Taking the perennial back seat are actual energy functions which make up less than 20 percent of the DOE’s budget. Within that small slice, nuclear energy gets the most — about a third of all energy research and development funds. Energy conservation, the one bright spot in this picture, gets about 23 percent. That’s not going to change if Congress accepts Obama’s budget plan, which would boost the department’s spending by about 4 percent from 2011. Solar, wind, geothermal, and other authentically “clean” alternative energy sources each less than 10 percent of DOE’s R&D funds.

Since its creation in 1977 by the Carter administration in response to a sharp rise in oil prices and supply disruptions, the Energy Department has done little to stem the country’s burgeoning energy problems.
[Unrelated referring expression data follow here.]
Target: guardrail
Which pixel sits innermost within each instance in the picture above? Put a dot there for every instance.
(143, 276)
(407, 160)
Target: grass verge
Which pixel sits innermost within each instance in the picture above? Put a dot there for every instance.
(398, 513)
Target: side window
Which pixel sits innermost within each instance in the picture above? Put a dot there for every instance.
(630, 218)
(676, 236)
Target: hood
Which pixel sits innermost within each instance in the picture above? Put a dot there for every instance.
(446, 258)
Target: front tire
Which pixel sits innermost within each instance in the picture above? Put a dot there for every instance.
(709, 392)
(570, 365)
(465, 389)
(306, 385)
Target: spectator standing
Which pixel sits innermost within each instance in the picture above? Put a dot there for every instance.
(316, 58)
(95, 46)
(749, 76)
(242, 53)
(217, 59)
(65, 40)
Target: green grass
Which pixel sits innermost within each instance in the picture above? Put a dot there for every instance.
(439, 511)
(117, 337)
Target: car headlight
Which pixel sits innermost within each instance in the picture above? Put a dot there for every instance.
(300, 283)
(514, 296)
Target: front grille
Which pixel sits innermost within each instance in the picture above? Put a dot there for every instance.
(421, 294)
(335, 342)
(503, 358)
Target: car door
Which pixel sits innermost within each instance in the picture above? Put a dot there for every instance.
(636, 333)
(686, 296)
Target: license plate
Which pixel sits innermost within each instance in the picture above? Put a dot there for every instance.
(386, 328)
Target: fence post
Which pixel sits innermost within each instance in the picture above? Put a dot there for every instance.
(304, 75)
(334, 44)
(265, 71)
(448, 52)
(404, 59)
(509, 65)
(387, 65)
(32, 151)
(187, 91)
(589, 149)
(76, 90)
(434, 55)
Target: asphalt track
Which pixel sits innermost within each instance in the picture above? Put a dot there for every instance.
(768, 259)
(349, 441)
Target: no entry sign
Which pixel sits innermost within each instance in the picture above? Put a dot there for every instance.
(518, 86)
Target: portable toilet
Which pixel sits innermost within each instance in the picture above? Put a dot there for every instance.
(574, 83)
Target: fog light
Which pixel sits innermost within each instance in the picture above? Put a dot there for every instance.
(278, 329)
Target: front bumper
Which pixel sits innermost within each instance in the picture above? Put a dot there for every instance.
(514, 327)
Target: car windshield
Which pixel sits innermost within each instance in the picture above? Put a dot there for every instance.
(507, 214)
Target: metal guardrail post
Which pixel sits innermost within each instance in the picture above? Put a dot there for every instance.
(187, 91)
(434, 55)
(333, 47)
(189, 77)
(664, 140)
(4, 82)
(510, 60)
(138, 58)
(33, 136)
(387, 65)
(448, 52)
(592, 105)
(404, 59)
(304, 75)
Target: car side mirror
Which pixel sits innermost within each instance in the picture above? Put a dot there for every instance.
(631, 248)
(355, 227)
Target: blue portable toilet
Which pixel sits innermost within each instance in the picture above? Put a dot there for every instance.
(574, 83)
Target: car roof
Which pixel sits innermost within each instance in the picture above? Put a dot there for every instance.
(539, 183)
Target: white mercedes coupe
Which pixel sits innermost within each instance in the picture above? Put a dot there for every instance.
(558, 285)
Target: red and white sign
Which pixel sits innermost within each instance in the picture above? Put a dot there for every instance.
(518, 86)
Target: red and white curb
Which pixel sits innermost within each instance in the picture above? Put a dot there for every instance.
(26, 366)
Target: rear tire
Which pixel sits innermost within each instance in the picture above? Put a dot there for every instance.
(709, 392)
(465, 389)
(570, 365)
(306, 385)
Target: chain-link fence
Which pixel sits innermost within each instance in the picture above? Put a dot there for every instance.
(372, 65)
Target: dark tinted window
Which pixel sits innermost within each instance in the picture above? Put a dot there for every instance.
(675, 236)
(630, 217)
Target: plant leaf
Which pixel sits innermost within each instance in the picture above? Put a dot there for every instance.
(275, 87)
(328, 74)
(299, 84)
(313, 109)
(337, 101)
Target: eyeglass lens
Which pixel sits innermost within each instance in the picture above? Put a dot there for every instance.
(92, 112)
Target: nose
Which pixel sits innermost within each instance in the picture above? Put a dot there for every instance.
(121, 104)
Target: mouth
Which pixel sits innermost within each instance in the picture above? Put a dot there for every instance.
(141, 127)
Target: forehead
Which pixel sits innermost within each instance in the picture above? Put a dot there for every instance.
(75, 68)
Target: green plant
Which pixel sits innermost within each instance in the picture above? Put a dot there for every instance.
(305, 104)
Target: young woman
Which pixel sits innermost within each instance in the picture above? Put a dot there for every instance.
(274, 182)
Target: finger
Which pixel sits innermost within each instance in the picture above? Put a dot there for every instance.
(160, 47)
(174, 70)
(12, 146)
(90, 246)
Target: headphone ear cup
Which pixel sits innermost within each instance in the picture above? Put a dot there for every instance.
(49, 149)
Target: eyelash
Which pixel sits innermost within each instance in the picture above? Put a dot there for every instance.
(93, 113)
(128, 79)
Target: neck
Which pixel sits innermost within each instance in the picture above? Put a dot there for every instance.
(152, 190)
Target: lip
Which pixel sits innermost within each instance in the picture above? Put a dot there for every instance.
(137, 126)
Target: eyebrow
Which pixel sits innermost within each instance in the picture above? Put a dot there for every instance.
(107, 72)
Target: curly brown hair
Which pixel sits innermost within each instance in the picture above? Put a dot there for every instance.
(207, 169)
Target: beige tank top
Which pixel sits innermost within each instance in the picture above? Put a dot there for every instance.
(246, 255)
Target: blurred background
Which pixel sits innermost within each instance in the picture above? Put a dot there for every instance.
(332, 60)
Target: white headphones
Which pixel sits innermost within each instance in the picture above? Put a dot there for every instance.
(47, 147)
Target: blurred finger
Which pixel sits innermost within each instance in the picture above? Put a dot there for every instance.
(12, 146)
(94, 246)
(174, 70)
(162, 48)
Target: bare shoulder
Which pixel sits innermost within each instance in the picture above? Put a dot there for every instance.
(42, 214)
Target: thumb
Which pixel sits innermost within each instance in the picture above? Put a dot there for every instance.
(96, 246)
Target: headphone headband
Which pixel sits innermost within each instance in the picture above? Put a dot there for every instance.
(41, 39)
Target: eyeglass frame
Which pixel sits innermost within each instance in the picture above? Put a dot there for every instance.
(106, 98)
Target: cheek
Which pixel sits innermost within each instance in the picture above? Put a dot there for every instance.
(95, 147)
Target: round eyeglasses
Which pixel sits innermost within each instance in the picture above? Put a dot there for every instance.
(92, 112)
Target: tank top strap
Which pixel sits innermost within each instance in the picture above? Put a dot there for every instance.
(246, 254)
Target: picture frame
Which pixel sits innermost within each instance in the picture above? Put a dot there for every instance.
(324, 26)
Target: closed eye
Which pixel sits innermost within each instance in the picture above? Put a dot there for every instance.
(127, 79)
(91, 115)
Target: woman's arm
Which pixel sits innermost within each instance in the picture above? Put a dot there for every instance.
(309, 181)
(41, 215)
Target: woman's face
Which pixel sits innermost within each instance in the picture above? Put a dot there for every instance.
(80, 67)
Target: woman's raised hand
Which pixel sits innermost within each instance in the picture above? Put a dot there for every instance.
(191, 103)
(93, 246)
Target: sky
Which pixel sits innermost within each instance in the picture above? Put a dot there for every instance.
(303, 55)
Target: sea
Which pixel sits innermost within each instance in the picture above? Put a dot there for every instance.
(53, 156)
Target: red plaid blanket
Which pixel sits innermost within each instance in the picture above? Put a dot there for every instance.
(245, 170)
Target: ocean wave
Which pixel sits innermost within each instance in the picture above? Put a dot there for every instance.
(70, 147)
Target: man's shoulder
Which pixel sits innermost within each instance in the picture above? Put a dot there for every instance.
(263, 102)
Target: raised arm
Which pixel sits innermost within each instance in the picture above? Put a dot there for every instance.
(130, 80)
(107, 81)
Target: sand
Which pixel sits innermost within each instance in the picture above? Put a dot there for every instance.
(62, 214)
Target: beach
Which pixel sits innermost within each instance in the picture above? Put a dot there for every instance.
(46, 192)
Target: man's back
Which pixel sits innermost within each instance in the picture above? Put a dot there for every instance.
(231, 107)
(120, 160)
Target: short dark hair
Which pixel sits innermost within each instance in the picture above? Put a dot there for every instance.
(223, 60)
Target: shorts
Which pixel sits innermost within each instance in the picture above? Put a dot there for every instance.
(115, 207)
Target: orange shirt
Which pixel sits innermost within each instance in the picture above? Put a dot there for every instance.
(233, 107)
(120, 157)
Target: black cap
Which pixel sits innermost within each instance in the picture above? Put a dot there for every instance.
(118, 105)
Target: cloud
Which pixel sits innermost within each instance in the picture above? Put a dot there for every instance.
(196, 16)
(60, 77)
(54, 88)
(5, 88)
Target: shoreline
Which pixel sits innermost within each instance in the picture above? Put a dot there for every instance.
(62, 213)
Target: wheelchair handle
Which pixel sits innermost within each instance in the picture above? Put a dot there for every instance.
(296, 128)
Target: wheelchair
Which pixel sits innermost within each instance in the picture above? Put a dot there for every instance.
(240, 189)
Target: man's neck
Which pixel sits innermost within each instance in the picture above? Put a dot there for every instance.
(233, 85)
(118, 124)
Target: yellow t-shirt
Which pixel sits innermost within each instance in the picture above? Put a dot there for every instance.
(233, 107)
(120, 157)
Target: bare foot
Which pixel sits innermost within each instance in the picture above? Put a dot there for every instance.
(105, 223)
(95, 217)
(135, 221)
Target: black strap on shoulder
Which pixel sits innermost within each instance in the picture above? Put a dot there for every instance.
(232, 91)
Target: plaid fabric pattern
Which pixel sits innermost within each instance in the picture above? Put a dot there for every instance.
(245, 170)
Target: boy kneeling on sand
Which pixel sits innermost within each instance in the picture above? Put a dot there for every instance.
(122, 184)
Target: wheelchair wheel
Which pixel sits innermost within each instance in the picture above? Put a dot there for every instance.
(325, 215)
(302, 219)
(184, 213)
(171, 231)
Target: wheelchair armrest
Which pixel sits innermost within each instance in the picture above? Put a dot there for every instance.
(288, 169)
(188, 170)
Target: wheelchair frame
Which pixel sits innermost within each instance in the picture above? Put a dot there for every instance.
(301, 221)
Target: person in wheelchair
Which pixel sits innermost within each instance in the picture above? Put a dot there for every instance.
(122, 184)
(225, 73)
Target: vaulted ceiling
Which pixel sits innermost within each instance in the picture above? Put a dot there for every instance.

With about 4.5 percent of the world’s population, the United States consumes more oil than any other nation and imports more than three-fifths of what it uses. As U.S. energy dependence has worsened, despite all the political instability and tyranny in many oil-rich nations, our greenhouse gas emissions have worsened as well. They’ve increased 17 percent since 1990 and are accelerating potentially disastrous climate disruptions.
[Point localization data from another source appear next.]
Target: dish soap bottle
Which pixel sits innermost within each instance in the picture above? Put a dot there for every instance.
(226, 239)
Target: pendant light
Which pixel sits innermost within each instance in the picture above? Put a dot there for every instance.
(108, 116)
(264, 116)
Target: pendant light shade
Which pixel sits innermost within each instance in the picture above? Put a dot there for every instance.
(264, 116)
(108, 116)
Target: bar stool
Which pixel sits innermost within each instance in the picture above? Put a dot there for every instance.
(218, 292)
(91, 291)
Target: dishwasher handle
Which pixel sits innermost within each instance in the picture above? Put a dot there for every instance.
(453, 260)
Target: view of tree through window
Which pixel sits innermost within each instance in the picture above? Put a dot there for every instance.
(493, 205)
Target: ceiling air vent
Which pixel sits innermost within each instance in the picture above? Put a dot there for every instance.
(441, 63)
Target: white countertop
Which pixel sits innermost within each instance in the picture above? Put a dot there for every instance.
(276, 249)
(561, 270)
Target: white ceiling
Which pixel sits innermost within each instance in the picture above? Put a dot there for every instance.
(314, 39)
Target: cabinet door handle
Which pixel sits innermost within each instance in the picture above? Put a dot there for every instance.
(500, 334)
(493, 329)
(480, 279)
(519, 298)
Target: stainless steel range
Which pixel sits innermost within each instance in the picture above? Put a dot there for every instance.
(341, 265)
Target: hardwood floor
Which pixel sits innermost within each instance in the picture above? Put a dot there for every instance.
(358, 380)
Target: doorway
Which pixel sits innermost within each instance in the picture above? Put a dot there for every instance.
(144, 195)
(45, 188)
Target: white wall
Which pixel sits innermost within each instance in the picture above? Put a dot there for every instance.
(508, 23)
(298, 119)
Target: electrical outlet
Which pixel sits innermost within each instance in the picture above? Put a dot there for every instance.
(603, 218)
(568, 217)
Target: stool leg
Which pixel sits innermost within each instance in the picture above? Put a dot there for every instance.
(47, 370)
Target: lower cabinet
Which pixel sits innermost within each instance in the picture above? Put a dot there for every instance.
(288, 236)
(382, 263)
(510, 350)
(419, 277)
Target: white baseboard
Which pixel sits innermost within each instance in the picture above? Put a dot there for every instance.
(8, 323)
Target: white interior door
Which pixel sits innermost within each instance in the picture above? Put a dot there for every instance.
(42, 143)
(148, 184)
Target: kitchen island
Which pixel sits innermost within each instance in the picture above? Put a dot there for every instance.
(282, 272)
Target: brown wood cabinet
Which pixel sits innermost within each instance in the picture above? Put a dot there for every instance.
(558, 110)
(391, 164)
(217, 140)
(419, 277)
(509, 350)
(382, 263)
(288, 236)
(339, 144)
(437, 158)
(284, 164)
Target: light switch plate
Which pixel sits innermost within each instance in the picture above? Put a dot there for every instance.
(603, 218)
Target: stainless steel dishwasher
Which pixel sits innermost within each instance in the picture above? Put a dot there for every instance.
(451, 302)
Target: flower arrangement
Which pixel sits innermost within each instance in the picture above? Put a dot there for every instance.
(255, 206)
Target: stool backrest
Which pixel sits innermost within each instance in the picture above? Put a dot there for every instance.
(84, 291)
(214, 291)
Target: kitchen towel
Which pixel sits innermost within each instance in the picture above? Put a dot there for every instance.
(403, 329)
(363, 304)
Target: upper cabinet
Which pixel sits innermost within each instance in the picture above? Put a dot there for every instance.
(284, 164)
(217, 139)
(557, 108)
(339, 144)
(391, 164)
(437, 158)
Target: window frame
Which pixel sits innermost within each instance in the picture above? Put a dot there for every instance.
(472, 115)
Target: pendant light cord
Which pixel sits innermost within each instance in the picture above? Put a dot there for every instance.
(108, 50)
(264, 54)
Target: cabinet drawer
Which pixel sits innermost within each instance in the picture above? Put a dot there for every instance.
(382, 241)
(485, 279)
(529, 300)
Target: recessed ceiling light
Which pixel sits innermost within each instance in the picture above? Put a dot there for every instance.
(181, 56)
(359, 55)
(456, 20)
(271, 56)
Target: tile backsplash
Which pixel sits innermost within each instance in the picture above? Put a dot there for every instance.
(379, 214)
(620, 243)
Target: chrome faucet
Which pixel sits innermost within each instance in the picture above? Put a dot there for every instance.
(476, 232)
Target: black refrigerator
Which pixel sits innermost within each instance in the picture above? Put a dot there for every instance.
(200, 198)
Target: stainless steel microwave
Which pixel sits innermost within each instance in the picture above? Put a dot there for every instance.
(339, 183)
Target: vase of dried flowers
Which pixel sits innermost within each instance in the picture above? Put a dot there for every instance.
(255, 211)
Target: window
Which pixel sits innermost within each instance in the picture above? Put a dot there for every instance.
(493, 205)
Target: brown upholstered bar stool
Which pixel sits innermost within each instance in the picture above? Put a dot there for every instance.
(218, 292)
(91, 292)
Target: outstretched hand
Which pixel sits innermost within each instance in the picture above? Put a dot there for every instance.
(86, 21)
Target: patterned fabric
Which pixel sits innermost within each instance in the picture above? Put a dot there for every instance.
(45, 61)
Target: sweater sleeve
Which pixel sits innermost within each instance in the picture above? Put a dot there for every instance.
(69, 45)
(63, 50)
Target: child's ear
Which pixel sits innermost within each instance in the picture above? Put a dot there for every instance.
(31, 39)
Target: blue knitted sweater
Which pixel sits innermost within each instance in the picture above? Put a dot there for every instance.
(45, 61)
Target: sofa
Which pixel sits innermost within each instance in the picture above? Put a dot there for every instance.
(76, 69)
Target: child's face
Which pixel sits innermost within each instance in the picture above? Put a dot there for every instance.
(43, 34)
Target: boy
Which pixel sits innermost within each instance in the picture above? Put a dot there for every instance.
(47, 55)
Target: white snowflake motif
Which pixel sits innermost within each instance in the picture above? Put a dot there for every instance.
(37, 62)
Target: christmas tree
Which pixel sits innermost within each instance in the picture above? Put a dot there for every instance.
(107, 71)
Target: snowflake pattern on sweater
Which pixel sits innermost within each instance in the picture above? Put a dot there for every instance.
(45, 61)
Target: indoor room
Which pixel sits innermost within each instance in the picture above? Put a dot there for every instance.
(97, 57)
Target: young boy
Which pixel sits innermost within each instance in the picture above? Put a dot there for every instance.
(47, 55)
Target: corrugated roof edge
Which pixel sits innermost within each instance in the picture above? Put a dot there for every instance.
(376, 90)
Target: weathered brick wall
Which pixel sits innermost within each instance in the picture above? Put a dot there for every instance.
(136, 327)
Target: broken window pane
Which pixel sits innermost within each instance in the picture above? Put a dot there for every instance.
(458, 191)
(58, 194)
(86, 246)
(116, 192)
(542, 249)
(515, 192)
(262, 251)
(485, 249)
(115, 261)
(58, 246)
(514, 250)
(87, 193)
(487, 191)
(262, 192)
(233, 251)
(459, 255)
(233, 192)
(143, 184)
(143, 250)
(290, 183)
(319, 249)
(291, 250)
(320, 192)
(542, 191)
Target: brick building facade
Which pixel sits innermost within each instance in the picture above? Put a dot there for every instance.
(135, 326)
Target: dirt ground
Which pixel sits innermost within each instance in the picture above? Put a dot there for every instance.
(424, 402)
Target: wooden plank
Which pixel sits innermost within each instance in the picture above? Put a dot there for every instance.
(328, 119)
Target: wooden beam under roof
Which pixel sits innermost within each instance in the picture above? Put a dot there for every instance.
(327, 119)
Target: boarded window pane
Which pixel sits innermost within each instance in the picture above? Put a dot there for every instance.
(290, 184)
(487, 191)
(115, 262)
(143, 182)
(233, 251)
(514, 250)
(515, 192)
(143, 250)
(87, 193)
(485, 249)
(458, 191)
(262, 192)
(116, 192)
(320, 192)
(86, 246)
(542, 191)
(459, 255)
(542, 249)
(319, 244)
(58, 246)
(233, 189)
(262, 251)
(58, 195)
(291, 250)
Simply put, Obama can’t uphold Chu’s pledge to transform our energy future without completely overhauling the Energy Department.
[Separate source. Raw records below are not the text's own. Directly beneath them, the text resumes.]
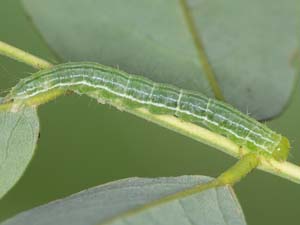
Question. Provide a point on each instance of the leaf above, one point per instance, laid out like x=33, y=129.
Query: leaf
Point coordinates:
x=18, y=137
x=98, y=205
x=247, y=43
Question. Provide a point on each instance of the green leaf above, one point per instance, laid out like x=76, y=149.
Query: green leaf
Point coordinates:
x=18, y=137
x=248, y=44
x=101, y=204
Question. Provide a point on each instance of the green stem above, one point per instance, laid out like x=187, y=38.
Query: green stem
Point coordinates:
x=22, y=56
x=284, y=169
x=203, y=59
x=229, y=177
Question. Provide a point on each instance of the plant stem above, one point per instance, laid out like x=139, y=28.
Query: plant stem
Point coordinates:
x=244, y=166
x=202, y=56
x=22, y=56
x=283, y=169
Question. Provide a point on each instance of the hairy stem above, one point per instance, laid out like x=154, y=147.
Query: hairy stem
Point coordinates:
x=283, y=169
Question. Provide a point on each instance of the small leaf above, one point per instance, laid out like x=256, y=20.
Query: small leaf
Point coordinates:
x=248, y=44
x=18, y=137
x=100, y=204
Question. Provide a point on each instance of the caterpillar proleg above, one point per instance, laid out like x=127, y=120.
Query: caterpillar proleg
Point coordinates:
x=127, y=91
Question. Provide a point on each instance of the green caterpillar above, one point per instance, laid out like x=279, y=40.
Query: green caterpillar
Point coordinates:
x=126, y=91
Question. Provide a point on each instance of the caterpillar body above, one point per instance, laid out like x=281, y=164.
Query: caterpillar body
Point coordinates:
x=129, y=91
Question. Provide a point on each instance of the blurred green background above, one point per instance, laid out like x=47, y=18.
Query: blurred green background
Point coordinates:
x=84, y=144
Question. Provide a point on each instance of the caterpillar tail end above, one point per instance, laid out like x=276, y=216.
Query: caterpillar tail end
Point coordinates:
x=282, y=150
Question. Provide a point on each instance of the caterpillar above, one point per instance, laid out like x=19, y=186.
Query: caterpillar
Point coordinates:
x=127, y=91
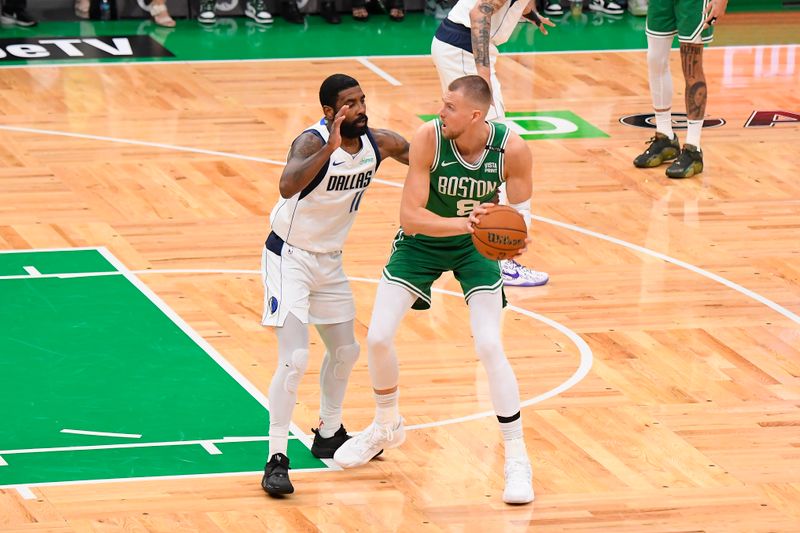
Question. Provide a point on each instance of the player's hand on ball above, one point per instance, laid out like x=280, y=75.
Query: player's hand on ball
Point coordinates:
x=475, y=216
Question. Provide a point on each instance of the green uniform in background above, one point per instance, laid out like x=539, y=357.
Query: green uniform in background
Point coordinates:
x=666, y=18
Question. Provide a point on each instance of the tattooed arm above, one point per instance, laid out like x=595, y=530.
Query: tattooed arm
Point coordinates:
x=392, y=145
x=480, y=18
x=307, y=156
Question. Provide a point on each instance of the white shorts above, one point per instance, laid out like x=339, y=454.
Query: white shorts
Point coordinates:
x=313, y=287
x=452, y=62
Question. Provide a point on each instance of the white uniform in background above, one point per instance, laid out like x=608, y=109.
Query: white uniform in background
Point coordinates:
x=452, y=46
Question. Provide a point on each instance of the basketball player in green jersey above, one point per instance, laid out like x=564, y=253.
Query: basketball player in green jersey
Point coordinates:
x=456, y=163
x=692, y=21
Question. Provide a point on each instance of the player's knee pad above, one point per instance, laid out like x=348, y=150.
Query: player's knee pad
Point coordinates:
x=344, y=359
x=658, y=50
x=298, y=363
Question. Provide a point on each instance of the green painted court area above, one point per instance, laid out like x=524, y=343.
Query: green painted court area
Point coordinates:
x=100, y=380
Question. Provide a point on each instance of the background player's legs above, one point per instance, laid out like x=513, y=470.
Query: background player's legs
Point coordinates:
x=690, y=160
x=341, y=355
x=664, y=146
x=658, y=49
x=485, y=312
x=392, y=302
x=696, y=93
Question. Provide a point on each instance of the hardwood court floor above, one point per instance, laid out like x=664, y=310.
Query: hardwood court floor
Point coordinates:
x=689, y=418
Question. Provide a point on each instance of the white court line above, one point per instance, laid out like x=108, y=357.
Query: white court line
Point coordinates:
x=253, y=473
x=210, y=448
x=32, y=271
x=25, y=492
x=379, y=71
x=583, y=369
x=140, y=143
x=347, y=58
x=101, y=433
x=201, y=342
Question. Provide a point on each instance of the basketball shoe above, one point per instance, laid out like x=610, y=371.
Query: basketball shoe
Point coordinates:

Despite the rhetoric about reshaping America’s energy future, the department’s single largest expenditure ($7.6 billion) covers the maintenance of some 8,500 nuclear warheads. In seeking support for ratification of the recently enacted New Strategic Arms Reduction Treaty (New START) with Russia, Obama agreed to significantly increase funding to “modernize” our nuclear weapons stockpile and rebuild the nuclear weapons production complex. Specifically, annual nuclear weapons spending will rise between 2010 and 2015 by more than 18 percent, from $6.3 billion to $7.83 billion.

This is a down payment for the $167 billion the Energy Department plans to spend over the next 20 years. Even though the U.S. nuclear arsenal has been cut in half, and new weapons design and manufacture ended 20 years ago, spending on nuclear warheads has increased by more than 30 percent since the Cold War ended. And this doesn’t even include an additional $100 billion the Pentagon plans to spend on new deliver systems such as bombers, subs and ICBMs.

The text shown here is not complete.